Un soir avec une association de Paris Dauphine qui vient en aide aux sans-abri.

Fleur de Bitume (FDB) est une association de l’Université Paris Dauphine qui œuvre pour « lutter contre toute forme d’exclusion ».  Pour agir dans ce but, l’association s’organise autour de trois initiatives : l’enseignement du français à des réfugiés, des cours de soutien à des élèves en difficulté scolaire, et enfin, l’organisation de maraudes.

Chaque dimanche soir, Gare de Lyon, qu’il vente, qu’il pleuve ou qu’il neige, Fleur de Bitume distribue de la nourriture aux sans-abris.

Il est 19h30 quand la distribution commence, une vingtaine de bénévoles s’agite en séparant les denrées alimentaires en deux. Un groupe ira vagabonder dans les rues tandis que l’autre se postera sur le parvis de la gare de Lyon, dominé par la tour de l’Horloge.

Parvis de la Gare de Lyon

Beaucoup des « maraudeurs » sont membres de l’association. Il y a toutefois de nombreux volontaires ne faisant pas partie de FDB. En effet, toute personne désireuse de participer à cette belle action est la bienvenue. Certains sont ici parce qu’ils sont amis avec des membres de FDB, d’autres connaissent l’événement grâce au bouche à oreilles, tandis que certains sont des « initiés » ayant déjà participé à d’autres maraudes. Toutefois, ce jour-là « il y a plus de monde que d’habitude », dit Eugénie, une des membres de l’association. « En moyenne on est souvent aux alentours de 10 bénévoles ».

Peut-être que le temps glacial de ce dimanche soir en a motivé davantage.

Ce soir-là, des flocons de neige planent dans la nuit, il fait un froid de canard. Thés et cafés sont les plus demandés. « Avec du sucre Monsieur ? – Oui deux sucres s’il te plait ». Les denrées servies sont majoritairement des sandwichs de pain de mie élaborés au préalable par les bénévoles. Des petits gâteaux circulent également, et parfois, certains sont friands des soupes déshydratées. Les thermos d’eau brûlante fument du bout de leur bec. Bientôt vides, ils seront remplis à nouveau dans une cafétéria de la gare où le serveur accepte directement la demande, paraissant habitué. Les bénévoles proposent également des produits d’hygiène : savon, shampoings, antiseptiques, lingettes (…). L’ensemble de ces « provisions » sont achetées par l’association qui chaque année reçoit une subvention de l’université Paris Dauphine qui leur permet de financer l’ensemble de leurs maraudes.

Provisions

Mais pourquoi sortir de chez soi un dimanche soir ?

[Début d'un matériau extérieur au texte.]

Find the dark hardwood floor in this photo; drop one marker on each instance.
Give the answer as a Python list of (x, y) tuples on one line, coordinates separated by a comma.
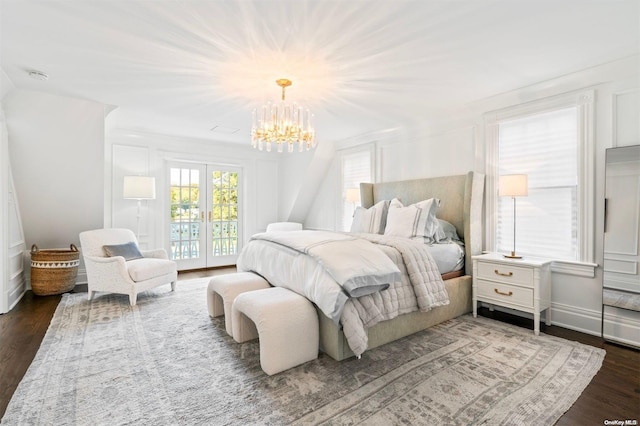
[(613, 394)]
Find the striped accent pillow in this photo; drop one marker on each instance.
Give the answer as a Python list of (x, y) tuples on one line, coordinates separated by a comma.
[(416, 221), (371, 220)]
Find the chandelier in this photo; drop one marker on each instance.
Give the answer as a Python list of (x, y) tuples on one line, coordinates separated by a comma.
[(282, 124)]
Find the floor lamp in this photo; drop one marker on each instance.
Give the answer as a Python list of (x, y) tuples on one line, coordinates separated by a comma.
[(513, 186), (139, 188)]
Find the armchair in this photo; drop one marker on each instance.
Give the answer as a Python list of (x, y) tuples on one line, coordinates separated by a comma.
[(114, 274)]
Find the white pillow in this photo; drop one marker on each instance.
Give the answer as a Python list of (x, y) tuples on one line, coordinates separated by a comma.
[(415, 221), (371, 220)]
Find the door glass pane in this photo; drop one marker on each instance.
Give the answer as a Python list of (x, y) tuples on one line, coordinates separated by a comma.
[(224, 231), (185, 213)]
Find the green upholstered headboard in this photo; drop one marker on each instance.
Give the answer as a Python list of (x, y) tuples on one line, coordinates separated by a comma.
[(461, 199)]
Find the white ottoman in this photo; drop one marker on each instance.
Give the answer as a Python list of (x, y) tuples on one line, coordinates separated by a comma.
[(223, 289), (285, 322)]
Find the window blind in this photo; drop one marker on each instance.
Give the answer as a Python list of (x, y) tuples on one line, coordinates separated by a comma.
[(545, 147), (356, 168)]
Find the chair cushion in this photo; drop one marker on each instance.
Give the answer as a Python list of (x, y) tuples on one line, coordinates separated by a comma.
[(128, 250), (148, 268)]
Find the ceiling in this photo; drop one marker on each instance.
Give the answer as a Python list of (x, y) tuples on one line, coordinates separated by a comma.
[(185, 67)]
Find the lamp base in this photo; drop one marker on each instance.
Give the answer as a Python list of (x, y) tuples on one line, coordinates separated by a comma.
[(513, 255)]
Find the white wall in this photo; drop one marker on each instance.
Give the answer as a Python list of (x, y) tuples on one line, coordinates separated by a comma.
[(56, 147), (456, 145)]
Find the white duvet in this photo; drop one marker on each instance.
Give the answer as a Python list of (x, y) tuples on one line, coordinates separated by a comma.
[(291, 264)]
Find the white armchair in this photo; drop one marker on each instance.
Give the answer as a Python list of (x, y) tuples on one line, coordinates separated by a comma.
[(114, 274)]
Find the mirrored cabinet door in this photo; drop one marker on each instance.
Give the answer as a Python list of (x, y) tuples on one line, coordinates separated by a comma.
[(621, 277)]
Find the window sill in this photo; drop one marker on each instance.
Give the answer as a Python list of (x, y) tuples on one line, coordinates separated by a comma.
[(580, 269)]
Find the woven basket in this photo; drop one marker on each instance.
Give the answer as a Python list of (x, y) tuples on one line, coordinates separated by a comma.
[(54, 271)]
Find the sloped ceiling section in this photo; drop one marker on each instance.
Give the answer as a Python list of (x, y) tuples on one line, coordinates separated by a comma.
[(184, 67)]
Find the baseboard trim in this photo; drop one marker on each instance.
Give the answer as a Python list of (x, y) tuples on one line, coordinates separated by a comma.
[(586, 321)]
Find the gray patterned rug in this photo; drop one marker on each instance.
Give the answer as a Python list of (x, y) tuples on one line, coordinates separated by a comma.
[(165, 362)]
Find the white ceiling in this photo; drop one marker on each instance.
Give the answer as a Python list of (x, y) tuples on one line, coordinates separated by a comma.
[(184, 67)]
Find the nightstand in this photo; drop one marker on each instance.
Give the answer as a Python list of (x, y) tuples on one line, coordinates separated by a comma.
[(520, 284)]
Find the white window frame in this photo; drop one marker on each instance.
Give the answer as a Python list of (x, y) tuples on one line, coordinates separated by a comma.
[(584, 101), (368, 147)]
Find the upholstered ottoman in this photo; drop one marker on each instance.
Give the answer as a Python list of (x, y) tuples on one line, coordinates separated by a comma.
[(223, 289), (285, 322)]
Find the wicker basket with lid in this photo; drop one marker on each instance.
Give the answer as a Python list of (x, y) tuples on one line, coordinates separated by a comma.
[(54, 271)]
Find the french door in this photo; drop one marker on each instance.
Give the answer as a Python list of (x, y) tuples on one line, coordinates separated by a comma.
[(204, 226)]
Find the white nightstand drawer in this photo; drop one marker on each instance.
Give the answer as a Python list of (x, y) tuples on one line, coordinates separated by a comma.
[(505, 273), (505, 293)]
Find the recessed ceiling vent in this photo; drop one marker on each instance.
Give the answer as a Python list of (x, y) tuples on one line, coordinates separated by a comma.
[(38, 75)]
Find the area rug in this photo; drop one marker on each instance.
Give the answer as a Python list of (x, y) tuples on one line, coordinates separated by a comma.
[(166, 362)]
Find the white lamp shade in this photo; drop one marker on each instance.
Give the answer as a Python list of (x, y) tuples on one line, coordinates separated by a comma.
[(513, 186), (353, 195), (139, 188)]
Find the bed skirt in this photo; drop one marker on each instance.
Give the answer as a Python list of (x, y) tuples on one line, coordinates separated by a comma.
[(334, 344)]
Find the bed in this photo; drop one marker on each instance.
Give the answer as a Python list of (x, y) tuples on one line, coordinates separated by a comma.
[(461, 200)]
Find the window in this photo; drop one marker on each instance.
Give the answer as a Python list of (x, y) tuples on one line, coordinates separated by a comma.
[(355, 167), (551, 142)]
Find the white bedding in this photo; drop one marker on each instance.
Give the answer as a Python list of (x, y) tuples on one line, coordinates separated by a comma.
[(419, 288)]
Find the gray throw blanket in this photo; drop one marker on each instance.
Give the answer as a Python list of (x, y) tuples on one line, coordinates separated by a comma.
[(356, 264)]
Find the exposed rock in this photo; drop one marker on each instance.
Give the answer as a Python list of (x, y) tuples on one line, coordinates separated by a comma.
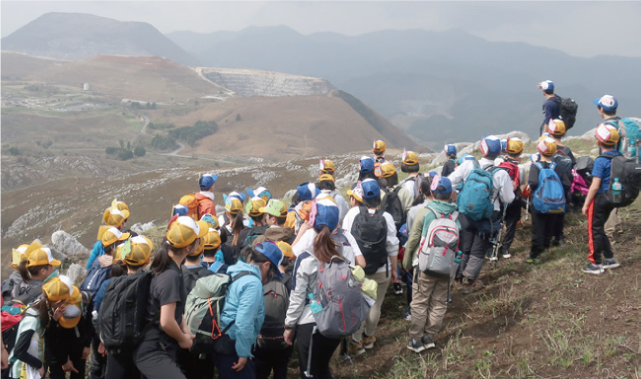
[(67, 245)]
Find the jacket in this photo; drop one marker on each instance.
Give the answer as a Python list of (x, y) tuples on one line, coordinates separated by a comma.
[(245, 305), (425, 216)]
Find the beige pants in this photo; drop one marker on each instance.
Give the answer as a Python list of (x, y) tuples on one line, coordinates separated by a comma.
[(429, 305)]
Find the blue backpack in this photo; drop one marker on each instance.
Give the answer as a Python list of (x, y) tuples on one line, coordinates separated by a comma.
[(549, 196), (476, 199)]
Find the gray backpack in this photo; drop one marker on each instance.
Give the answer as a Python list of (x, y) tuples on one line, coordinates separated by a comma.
[(340, 296), (439, 246)]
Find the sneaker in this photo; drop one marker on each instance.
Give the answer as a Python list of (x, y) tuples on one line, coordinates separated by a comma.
[(415, 345), (355, 349), (368, 342), (593, 269), (609, 263), (427, 341)]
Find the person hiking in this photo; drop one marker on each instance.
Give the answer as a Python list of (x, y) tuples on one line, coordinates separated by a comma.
[(597, 208), (551, 108), (429, 301), (155, 356), (476, 234), (375, 233)]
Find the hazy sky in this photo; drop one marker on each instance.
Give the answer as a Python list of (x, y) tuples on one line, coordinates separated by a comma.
[(578, 27)]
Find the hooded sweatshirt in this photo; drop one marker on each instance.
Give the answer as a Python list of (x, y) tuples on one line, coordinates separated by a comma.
[(425, 217), (245, 305)]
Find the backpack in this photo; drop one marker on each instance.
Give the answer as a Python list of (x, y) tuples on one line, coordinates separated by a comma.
[(439, 246), (370, 233), (567, 110), (628, 171), (203, 307), (122, 320), (476, 199), (392, 205), (549, 196), (276, 303), (339, 293)]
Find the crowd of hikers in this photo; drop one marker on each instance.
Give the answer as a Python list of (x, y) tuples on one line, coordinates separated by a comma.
[(236, 293)]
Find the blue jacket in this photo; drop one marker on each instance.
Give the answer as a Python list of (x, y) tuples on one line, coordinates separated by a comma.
[(246, 305)]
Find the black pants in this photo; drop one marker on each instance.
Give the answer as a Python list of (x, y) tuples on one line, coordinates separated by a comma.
[(322, 350), (268, 360)]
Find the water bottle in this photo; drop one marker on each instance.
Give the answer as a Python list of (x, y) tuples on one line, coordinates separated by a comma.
[(616, 191)]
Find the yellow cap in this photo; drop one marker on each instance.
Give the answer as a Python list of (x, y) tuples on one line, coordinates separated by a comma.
[(183, 231)]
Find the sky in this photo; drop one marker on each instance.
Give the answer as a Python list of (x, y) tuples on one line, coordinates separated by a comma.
[(578, 27)]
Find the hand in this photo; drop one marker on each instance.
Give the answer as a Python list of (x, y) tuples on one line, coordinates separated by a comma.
[(69, 367), (240, 365), (85, 353), (288, 336)]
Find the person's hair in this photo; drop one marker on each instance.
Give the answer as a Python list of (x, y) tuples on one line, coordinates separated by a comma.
[(410, 168), (324, 246), (326, 185)]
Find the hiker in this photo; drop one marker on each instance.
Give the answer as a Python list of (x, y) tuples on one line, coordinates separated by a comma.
[(27, 356), (375, 233), (155, 356), (244, 310), (450, 165), (479, 228), (597, 208), (429, 301), (299, 314), (546, 218), (551, 108)]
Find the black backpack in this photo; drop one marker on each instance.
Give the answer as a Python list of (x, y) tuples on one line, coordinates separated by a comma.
[(567, 110), (122, 320), (370, 233), (392, 205)]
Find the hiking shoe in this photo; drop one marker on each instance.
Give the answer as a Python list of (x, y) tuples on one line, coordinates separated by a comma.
[(427, 341), (593, 269), (355, 349), (415, 345), (368, 342), (609, 263)]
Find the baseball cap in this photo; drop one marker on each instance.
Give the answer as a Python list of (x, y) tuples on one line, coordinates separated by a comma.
[(254, 206), (306, 191), (183, 231), (379, 147), (273, 253), (607, 102), (546, 146), (556, 127), (275, 208), (607, 134), (113, 235), (490, 146), (366, 165), (206, 181)]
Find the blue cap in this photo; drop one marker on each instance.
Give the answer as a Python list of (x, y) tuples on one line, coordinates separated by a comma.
[(607, 102), (371, 189), (273, 253), (367, 164), (206, 181)]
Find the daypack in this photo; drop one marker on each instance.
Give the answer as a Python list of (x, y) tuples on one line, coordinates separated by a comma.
[(276, 303), (439, 246), (339, 293), (628, 171), (203, 307), (549, 196), (567, 110), (370, 233), (122, 320), (476, 199), (392, 205)]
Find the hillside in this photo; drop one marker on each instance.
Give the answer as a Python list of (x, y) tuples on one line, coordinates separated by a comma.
[(75, 36)]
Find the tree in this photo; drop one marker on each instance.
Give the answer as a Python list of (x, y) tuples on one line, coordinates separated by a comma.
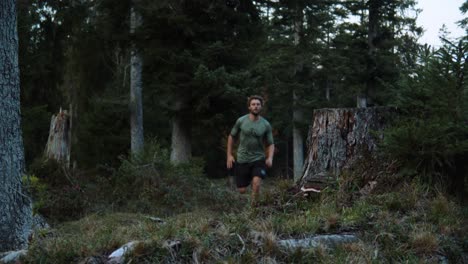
[(15, 223), (136, 86)]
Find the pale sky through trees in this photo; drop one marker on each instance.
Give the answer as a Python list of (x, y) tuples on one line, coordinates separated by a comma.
[(434, 14)]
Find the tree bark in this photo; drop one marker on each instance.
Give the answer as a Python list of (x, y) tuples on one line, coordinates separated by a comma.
[(181, 149), (15, 205), (339, 137), (136, 102), (298, 141), (59, 142)]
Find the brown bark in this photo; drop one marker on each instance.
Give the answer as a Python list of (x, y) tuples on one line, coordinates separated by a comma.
[(59, 142), (15, 205)]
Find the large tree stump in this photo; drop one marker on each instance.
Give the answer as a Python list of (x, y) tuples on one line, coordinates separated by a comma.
[(339, 137), (59, 142)]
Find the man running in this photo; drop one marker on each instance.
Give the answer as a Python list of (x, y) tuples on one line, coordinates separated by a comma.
[(254, 133)]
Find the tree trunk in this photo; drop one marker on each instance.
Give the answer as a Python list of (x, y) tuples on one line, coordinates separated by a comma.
[(136, 102), (59, 142), (15, 205), (298, 141), (181, 147), (339, 137), (372, 34)]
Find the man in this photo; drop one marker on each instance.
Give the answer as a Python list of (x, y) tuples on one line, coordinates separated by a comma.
[(254, 132)]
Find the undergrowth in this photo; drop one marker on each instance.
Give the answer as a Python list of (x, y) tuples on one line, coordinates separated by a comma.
[(203, 221)]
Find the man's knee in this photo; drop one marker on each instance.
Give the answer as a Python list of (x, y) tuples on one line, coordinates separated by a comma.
[(242, 189)]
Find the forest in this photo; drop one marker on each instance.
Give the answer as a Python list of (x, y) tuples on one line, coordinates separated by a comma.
[(149, 92)]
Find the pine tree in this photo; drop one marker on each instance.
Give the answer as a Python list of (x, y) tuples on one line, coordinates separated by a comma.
[(15, 223)]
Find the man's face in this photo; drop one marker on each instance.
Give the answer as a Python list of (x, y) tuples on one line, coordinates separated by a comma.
[(255, 107)]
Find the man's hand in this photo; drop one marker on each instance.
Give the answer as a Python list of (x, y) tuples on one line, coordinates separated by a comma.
[(230, 161)]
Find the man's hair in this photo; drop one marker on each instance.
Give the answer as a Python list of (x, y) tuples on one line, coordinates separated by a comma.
[(254, 97)]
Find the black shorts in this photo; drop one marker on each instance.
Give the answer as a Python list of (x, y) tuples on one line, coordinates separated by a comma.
[(245, 172)]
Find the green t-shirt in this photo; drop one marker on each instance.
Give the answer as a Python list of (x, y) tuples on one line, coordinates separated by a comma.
[(253, 136)]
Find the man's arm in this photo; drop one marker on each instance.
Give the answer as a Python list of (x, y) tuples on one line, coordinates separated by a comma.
[(230, 157), (270, 153)]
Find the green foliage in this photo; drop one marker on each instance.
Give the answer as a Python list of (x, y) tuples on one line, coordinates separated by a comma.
[(416, 234), (149, 183), (56, 192), (431, 136)]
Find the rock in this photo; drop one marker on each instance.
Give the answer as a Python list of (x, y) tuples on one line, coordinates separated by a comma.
[(117, 257), (328, 241), (12, 256)]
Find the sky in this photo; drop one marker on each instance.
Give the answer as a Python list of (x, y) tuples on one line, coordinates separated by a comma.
[(434, 14)]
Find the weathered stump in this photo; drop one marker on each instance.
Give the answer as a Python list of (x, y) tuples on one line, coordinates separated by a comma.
[(339, 137), (59, 142)]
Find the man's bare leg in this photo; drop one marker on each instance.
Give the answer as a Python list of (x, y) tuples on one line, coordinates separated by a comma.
[(256, 182)]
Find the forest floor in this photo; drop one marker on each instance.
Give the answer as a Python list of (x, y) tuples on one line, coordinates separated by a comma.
[(408, 224)]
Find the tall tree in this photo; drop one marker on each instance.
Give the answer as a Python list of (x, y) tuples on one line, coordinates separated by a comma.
[(298, 138), (15, 205), (136, 86)]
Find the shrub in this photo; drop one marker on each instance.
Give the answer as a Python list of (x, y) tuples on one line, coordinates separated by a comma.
[(149, 182)]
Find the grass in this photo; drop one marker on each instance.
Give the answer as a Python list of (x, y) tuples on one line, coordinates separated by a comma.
[(407, 224)]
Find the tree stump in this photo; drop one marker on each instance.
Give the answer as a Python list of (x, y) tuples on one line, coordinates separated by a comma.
[(339, 137), (59, 142)]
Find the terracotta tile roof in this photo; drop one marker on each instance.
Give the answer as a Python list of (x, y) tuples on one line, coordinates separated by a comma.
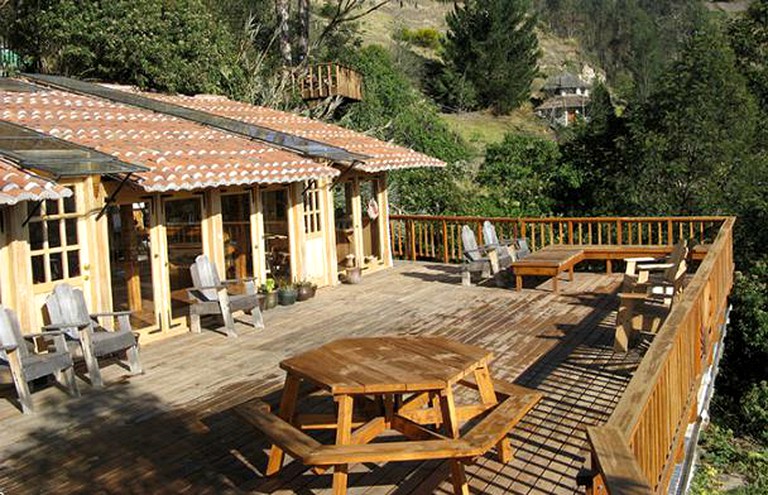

Ce jour de paresse où notre pyjama nous colle à la peau ? « En réalité, on vient ici avec plaisir », confie Sarah, une des bénévoles. « Leur donner de notre temps est pour eux une preuve qu’on se préoccupe d’eux. Beaucoup nous remercient. »

C’est une réalité que l’on remarque très vite. Avec les bénévoles, les SDF ne sont plus considérés comme tels, ils deviennent des visages animés, des blagueurs, certains même me semble-t-il, des amis.  Quelques-uns sont à la rue depuis peu, d’autres depuis toujours. Certains ont même un emploi, mais dont les revenus ne suffisent pas. Les profils sont variés, et les rencontrer permet de constater que ces visages ont des histoires bien différentes.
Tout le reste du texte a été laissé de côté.